I hoped, but did not expect to be living here at the time of this year’s Mecum auction. I certainly never expected to be here and be unable to attend. No one can consistently predict the future with any degree of accuracy.
I keep thinking about this car, a Studebaker Gran Turismo Hawk that was offered on Bring A Trailer back in 2018. It looks like a 1964 model given the landau roof, but it doesn’t have to be from that year. For me, I differentiate the years by the rear deck molding or lack thereof.
IF I ever acquire one I would like to have it painted green, although a little darker than this one, and would like to fit it with wire wheels. Granted that I have never seen this car in person, but other than one I saw at the AACA Museum in Hershey, Pennsylvania, this is the nicest Gran Turismo Hawk I have ever seen. For me, dark exterior colors muddle the lines and I am not a fan of white cars, either. Here is a photo I recently “published” of a 1962 model at the Mecum auction in Arizona last year:
Note the rear deck molding is basically all metal; that is how the ’62s were outfitted. For 1963, the bottom of the molding had a black strip so “Studebaker Hawk” stood out. For 1964, the molding was removed as the deck stamping was finally changed from the original used since 1956. For the ’64s, “Studebaker Hawk” was shown as a badge in stainless or some other “chrome-like” metal against the “plain” rear deck.
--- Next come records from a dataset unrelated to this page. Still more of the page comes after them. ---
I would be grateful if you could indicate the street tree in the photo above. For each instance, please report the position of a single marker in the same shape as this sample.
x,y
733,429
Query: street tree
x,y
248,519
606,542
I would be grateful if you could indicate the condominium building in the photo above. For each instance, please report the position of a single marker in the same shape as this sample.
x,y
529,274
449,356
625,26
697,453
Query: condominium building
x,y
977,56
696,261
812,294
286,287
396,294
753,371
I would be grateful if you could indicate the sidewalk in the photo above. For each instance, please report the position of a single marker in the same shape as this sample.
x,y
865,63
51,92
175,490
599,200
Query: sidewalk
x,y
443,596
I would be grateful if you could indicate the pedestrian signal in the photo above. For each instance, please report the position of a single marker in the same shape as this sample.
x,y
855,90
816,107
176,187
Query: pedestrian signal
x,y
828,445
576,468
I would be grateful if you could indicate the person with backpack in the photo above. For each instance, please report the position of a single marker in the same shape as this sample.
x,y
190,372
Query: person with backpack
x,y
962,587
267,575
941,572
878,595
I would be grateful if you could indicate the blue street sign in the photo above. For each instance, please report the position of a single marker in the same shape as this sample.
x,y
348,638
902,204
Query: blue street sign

If space for another car were not an obstacle, one reason I would hesitate to buy one of these is service. I am certainly not qualified to fix one myself–my acquisition of a service manual for all 1959-64 Studebakers notwithstanding–and I have little idea what shop would be qualified to work on the car. I have read about one shop that specializes in working on “classic” cars located at the Scottsdale Airpark although the name eludes me for the moment. (Damn advancing age!)
Any thoughts or opinions you have would be greatly appreciated. Thanks.